Turns out, I’m still that insecure 12 year old that shames herself daily for not being enough. I repeat these thoughts; I’m too different, no one will understand me, no one feels this way, I shouldn’t care like this, I shouldn’t care this much, I’m too emotional, I’m too weak, I think too much, I contradict myself, I don’t make sense, I’m stupid, I’m boring, I’m overwhelming, I’m too intense, I’m cliché, I’m unoriginal.

I could go on and on. And I’m sure you could too. How easy is it to go into shame stories?

So really I’m not all that together. Not at 12, definitely not when this picture was taken and certainly not now. I can’t be present; I have a hard time being content, relaxed and judgement free. And I realised this is because I continually judge myself.

In order to really get to know myself, I’ve stripped myself of distractions. For the last two weeks I’ve:

  • Gone completely makeup free.
  • Turned my phone physically off for the first week, then out of reach the following week
  • No social media, no YouTube videos without core messages, no TV, no movies, no magazines, no radio, no Facebook scrolling. No viewing anyone else online. A break from obsessing and watching and comparing and useless scrolling. No modern media unless from an educational perspective.
  • 45 minutes of light exercise every second day; yoga, walk, jog. Getting in touch with my physical body for it’s movements and feeling – not pure aesthetics.
  • 15 minutes of mediation. Yep that’s trying not to think for 15 minutes. I do a guided one on YouTube, but basically it’s just deep breathing with no thoughts; focusing on your breath, and gently sending away any thought that comes to mind.

Living through screens is not real life. It was suffocating me and all my creativity, passion, purpose, ability to love and ability to feel human connection.

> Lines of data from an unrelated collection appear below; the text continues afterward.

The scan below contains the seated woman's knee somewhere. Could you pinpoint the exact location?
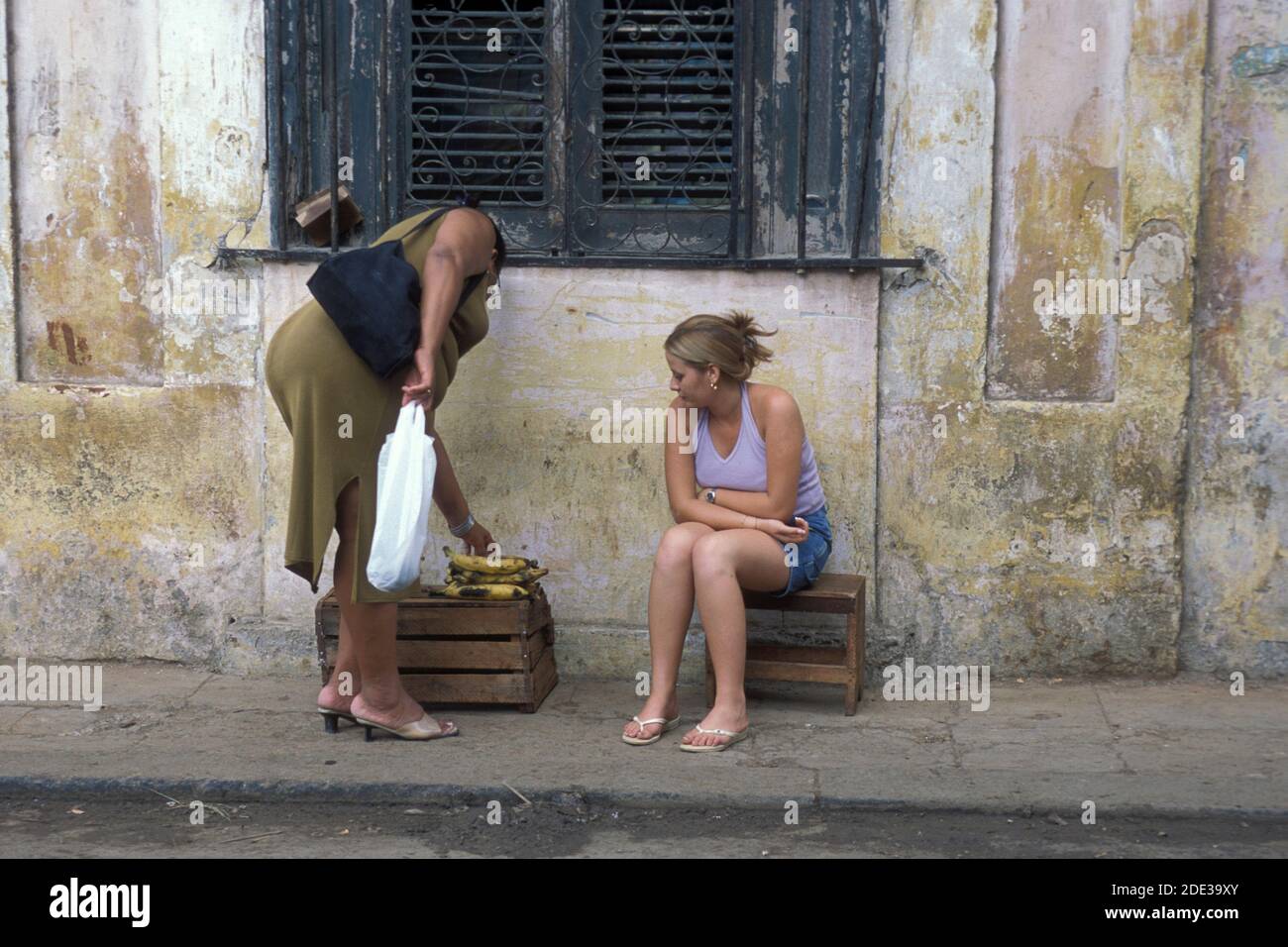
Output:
[657,523,715,569]
[693,531,738,576]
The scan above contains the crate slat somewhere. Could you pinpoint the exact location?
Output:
[314,588,559,712]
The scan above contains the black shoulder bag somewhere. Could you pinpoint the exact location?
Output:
[308,207,484,377]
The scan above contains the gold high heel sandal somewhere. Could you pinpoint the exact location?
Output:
[355,714,461,743]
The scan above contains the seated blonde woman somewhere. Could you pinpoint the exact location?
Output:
[622,313,832,753]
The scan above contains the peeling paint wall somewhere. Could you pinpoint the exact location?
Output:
[1181,0,1288,676]
[870,0,1206,676]
[0,0,1288,681]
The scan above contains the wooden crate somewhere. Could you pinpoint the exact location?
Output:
[705,573,867,716]
[314,586,559,714]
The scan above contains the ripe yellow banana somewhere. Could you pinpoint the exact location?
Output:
[443,546,537,576]
[443,582,528,601]
[447,566,550,585]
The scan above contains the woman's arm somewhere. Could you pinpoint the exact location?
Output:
[426,419,493,556]
[662,398,756,530]
[420,207,496,352]
[703,389,805,522]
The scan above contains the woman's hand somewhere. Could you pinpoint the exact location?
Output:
[756,517,808,543]
[461,519,494,556]
[403,348,434,408]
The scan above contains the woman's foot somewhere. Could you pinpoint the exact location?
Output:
[351,690,452,730]
[622,688,680,740]
[680,703,750,746]
[318,676,360,714]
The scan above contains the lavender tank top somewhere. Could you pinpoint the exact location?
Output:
[693,381,824,517]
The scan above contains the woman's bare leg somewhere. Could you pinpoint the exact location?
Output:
[318,602,362,714]
[335,479,451,728]
[622,523,715,738]
[683,530,789,746]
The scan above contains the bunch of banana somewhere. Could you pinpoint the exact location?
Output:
[443,546,550,601]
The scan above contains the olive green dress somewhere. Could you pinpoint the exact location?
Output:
[265,207,494,601]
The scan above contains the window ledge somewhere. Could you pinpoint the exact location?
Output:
[216,246,924,271]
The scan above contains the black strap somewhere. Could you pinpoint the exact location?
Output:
[386,207,486,312]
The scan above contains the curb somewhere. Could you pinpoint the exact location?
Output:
[0,776,1288,822]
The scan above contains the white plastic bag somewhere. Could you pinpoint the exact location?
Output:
[368,401,438,591]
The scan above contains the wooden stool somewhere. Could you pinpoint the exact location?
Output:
[705,573,864,716]
[314,585,559,714]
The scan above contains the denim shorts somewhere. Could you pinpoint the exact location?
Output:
[774,504,832,598]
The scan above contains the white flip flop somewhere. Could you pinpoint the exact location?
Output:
[622,715,680,746]
[680,724,751,753]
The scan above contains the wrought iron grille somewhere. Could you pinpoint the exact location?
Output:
[248,0,921,269]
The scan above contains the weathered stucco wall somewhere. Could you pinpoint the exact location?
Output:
[1181,0,1288,676]
[0,0,1285,681]
[870,0,1206,676]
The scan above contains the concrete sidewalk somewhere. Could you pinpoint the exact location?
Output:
[0,664,1288,819]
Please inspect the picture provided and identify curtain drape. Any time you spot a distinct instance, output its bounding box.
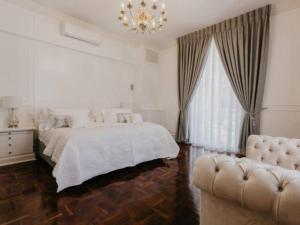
[214,5,271,153]
[176,28,212,143]
[189,40,244,152]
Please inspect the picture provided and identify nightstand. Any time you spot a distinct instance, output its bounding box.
[0,128,35,166]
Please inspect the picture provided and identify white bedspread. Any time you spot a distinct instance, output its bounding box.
[41,122,179,192]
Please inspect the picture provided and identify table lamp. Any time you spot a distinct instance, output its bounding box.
[2,96,22,128]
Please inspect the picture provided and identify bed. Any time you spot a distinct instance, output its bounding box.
[39,122,179,192]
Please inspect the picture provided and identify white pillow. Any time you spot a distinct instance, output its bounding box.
[67,113,90,128]
[54,115,69,130]
[89,109,104,122]
[124,113,132,123]
[130,113,143,123]
[52,109,90,128]
[103,111,118,123]
[117,113,126,123]
[102,108,131,123]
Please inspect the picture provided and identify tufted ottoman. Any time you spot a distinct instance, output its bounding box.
[193,135,300,225]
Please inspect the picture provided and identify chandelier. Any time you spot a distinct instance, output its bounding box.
[118,0,167,34]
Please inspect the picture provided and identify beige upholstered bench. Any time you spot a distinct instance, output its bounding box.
[193,135,300,225]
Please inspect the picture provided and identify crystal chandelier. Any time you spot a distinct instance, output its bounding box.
[118,0,167,33]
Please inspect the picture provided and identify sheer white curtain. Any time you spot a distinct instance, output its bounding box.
[189,41,244,152]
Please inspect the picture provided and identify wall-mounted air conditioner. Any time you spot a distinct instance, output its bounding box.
[61,22,101,46]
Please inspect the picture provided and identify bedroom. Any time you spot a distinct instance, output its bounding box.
[0,0,300,225]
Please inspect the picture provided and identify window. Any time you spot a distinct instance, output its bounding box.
[189,41,244,152]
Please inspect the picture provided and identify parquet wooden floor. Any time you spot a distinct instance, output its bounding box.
[0,146,201,225]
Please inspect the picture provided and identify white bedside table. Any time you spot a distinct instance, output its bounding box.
[0,127,35,166]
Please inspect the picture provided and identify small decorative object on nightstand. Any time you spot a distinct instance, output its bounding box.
[0,128,35,166]
[2,96,22,128]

And then just like that I decided I don’t need social media at all. So I quit everything.  . I can’t tell you how free I feel. Never again will I let a number define me. Not because I had 500,000 followers, I felt the same as a young girl, I would just spend hours looking at everyone else’s perfect lives and I strived to make mine look just as good… Guess I succeeded. And how completely idiotic. Everyone’s doing it. We just keep putting up staged photos in desperate hopes others will approve. I have a lot to learn… but I am enough. Right here, right now, I am enough. I don’t have to be or do anything, I am already everything I want to be… it lives inside of me. Not on a screen.